July 22, 2013

Orange Is the New Black (Season 1)

Jenji Kohan, 2013

Netflix continues to release original programming, which will ultimately prove to be a solid competitor to premium cable channels like HBO and Showtime. This series is as good as any series that would be appear on those networks. This series is a dramedy based on the memoir of Piper Kerman. It's the story of Piper (Taylor Schilling), who is sentenced to Litchfield women's prison in Upstate New York. Sort of like a comedy version of HBO's Oz. It examines themes of homosexual romance, jealousy, loyalty, betrayal, reflection and ingenuity while incarcerated. The series is directed by Jenji Kohan, who has a long resume of past television credits that include Mad About You, Sex and the City, Weeds and the Girlmore Girls.

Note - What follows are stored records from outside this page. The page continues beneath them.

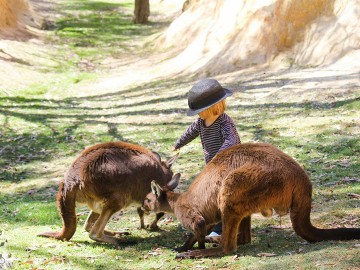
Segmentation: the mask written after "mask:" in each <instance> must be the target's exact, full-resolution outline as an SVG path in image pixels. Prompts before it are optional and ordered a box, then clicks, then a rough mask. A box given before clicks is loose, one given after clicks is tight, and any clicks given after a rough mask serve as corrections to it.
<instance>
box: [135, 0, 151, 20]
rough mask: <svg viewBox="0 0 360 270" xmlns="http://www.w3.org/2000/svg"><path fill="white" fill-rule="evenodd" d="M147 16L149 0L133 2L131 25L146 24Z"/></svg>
mask: <svg viewBox="0 0 360 270" xmlns="http://www.w3.org/2000/svg"><path fill="white" fill-rule="evenodd" d="M149 16H150V4H149V0H135V9H134V17H133V23H147V22H148V19H149Z"/></svg>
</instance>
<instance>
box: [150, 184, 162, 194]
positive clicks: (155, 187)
mask: <svg viewBox="0 0 360 270" xmlns="http://www.w3.org/2000/svg"><path fill="white" fill-rule="evenodd" d="M151 192H152V193H154V194H155V196H156V197H159V196H160V194H161V192H162V188H161V187H160V186H159V185H158V184H157V183H156V182H155V180H153V181H151Z"/></svg>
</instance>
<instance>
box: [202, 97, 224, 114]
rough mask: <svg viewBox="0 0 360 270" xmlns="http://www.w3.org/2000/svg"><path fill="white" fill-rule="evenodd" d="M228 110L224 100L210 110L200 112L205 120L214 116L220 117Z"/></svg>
mask: <svg viewBox="0 0 360 270" xmlns="http://www.w3.org/2000/svg"><path fill="white" fill-rule="evenodd" d="M225 110H226V101H225V99H223V100H222V101H220V102H218V103H216V104H214V105H212V106H211V107H210V108H207V109H206V110H204V111H202V112H199V116H200V117H201V118H203V119H205V118H208V117H209V116H213V115H220V114H222V113H223V112H225Z"/></svg>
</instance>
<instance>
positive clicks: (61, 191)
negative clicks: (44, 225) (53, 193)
mask: <svg viewBox="0 0 360 270" xmlns="http://www.w3.org/2000/svg"><path fill="white" fill-rule="evenodd" d="M76 191H77V188H76V186H72V188H71V189H70V190H69V189H68V188H67V187H66V185H65V184H64V181H61V182H60V184H59V191H58V194H57V197H56V201H57V206H58V210H59V213H60V216H61V218H62V223H63V224H62V225H63V226H62V229H61V231H59V232H44V233H40V234H38V236H42V237H51V238H55V239H58V240H70V239H71V237H72V236H73V235H74V233H75V231H76V223H77V219H76V212H75V199H76Z"/></svg>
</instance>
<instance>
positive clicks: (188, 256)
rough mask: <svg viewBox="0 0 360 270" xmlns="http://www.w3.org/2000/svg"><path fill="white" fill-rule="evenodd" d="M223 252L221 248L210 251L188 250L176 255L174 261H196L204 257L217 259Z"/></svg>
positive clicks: (221, 254)
mask: <svg viewBox="0 0 360 270" xmlns="http://www.w3.org/2000/svg"><path fill="white" fill-rule="evenodd" d="M223 255H224V252H223V251H222V248H221V247H217V248H210V249H198V250H189V251H187V252H183V253H179V254H177V255H176V257H175V258H176V259H197V258H205V257H219V256H223Z"/></svg>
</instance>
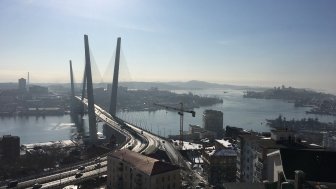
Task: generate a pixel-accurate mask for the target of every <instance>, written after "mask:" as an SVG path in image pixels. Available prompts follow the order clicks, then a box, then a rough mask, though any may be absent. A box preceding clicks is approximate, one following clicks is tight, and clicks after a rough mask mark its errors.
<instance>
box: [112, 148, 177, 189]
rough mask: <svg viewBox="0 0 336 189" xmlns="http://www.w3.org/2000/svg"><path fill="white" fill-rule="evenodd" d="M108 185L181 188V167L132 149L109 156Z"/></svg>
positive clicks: (131, 187) (158, 188)
mask: <svg viewBox="0 0 336 189" xmlns="http://www.w3.org/2000/svg"><path fill="white" fill-rule="evenodd" d="M107 174H108V180H107V187H108V188H111V189H112V188H117V189H119V188H124V189H142V188H143V189H180V188H181V177H180V169H179V167H177V166H175V165H172V164H169V163H166V162H162V161H159V160H157V159H153V158H150V157H147V156H144V155H141V154H139V153H136V152H133V151H130V150H127V149H125V150H118V151H115V152H113V153H112V154H111V155H109V157H108V165H107Z"/></svg>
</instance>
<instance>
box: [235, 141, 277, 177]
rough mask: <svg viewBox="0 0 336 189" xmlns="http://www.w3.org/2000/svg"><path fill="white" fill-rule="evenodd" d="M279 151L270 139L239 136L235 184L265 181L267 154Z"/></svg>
mask: <svg viewBox="0 0 336 189" xmlns="http://www.w3.org/2000/svg"><path fill="white" fill-rule="evenodd" d="M278 149H279V145H277V144H276V142H275V141H274V140H272V139H271V138H265V137H262V136H256V135H240V136H238V138H237V174H236V176H237V182H262V181H264V180H267V179H268V178H267V177H268V175H267V170H268V167H267V166H268V165H267V163H266V160H267V154H269V153H272V152H274V151H276V150H278Z"/></svg>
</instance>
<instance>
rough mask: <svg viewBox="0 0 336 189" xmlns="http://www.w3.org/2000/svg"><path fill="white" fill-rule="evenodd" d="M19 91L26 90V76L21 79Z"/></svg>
mask: <svg viewBox="0 0 336 189" xmlns="http://www.w3.org/2000/svg"><path fill="white" fill-rule="evenodd" d="M19 91H20V92H21V93H24V92H26V79H24V78H20V79H19Z"/></svg>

Taylor Schilling is perfectly cast as Piper. Piper is about to enter prison to service a 15 month sentence for her involvement with her ex-girlfriend's drug ring. Now engaged to new love Larry Bloom (Jason Biggs), she's pulled back into her past despite the fact she's tried to move on from the period of her life when she was involved in a lesbian romance with Alex Vause (Laura Prepon). Piper has a well defined emotional range. She initially feels like a bad stroke of luck put her where she is. She brings her outside self in, seeking acceptance and trying to make friends quickly - perhaps too quickly. It certainly takes time to become jaded like the others. With a prison filled with rough & tough women, her vulnerability sticks out like a sore thumb.

Fans of The Wire will be delighted to see Pablo Schreiber (who played Nicky Sobotka in Season 2), who plays a prison guard in Orange. He's one of the few guards, most of which are drunk with their power. They verbally abuse the inmates on a regular basis, causing you to wonder when they are going to get their comeuppance. It's also refreshing to see Jason Biggs and Natasha Lyonne far away from the god awful American Pie series. One of the most positively distinctive features of the series is the larger than life personalities that the cast provides. They all have a story, and the creator cleverly peppers in back-story to paint the picture.

There are plenty of laughs and most, if not all of them hit. There's clearly a talented writing staff behind the series, and the casting director deserves some serious praise because there really doesn't appear to be one miscast character in the entire series. Netflix already renewed it for Season 2, which is good news. With House of Cards and Arrested Development in their belt, they are clearly going to become a big player in the television world.